Turning back to the window, she saw the man’s head cock in her direction. She felt as if he were looking right into her eyes, and the need to know what color they were made her chest feel tight. She drew in a deep breath and licked her lower lip, staring right back at him. He did nothing. She sat back, suddenly feeling sulky. He had been following her for over a month. Who was he, and what did he want? She saw him almost every day, no matter who she was with. So, he had to be following her, right? Or was he following every member of Theodore’s family because they were rich and related to the king? Every time she tried to point him out to someone, he managed to elude her, so she’d stopped trying because she’d grown tired of people giving her confused and exasperated looks.

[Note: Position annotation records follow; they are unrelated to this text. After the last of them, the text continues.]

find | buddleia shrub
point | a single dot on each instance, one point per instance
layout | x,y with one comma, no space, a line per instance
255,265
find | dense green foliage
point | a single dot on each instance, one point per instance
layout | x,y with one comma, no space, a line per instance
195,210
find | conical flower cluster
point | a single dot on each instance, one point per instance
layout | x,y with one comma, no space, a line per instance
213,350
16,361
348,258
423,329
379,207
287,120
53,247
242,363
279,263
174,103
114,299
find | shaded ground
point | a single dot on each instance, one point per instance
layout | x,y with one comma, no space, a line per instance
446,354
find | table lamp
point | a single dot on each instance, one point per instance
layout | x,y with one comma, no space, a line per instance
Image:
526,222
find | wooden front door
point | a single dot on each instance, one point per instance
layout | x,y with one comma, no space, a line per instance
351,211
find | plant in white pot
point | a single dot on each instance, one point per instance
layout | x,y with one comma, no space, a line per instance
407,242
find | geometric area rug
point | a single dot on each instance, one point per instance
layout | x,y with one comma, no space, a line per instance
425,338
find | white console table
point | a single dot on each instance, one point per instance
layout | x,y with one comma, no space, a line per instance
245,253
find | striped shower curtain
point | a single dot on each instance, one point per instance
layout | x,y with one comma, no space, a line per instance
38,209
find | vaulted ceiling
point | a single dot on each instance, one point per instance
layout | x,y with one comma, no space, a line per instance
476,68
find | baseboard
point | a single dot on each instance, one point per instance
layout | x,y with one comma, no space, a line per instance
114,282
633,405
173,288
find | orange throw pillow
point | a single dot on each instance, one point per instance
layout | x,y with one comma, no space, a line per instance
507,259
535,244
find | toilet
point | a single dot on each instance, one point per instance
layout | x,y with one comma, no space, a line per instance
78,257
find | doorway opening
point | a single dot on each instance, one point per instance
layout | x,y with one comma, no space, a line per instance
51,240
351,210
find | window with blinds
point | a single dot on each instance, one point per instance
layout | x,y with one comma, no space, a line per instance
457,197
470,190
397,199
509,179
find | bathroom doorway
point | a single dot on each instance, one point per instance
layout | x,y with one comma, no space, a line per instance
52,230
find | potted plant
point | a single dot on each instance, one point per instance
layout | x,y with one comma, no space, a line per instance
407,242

As Theodore began debating what to wear for dinner, she reached for the curtain and pulled it back slightly. This time, the man nodded at her. She moved forward to try to focus on him, but then he spurred his horse and galloped away. Theodore didn’t notice this any more than he noticed her ignoring his chatter.
“Theodore, do highwaymen ever bother travelers?”
Theodore paused for so long she began to wonder if he had understood the question.
He shook himself. “Highwaymen? Oh, no, darling, no. No trouble at all.”
She did not believe him because he sounded far too shaky and uncertain. Melara seemed quite crime-free to her, but she wondered now if the nobility simply ignored such things until they actually hit home with them. Since Theodore had pulled her through the portrait and refused to let her out of his sight until she agreed not to run away, she had been with him and his family constantly since her arrival.
The desire to escape the house alone and ride out to meet her mysterious stranger became overwhelming as Theodore went back to droning on about the color scheme he would adopt when they reached his aunt’s house.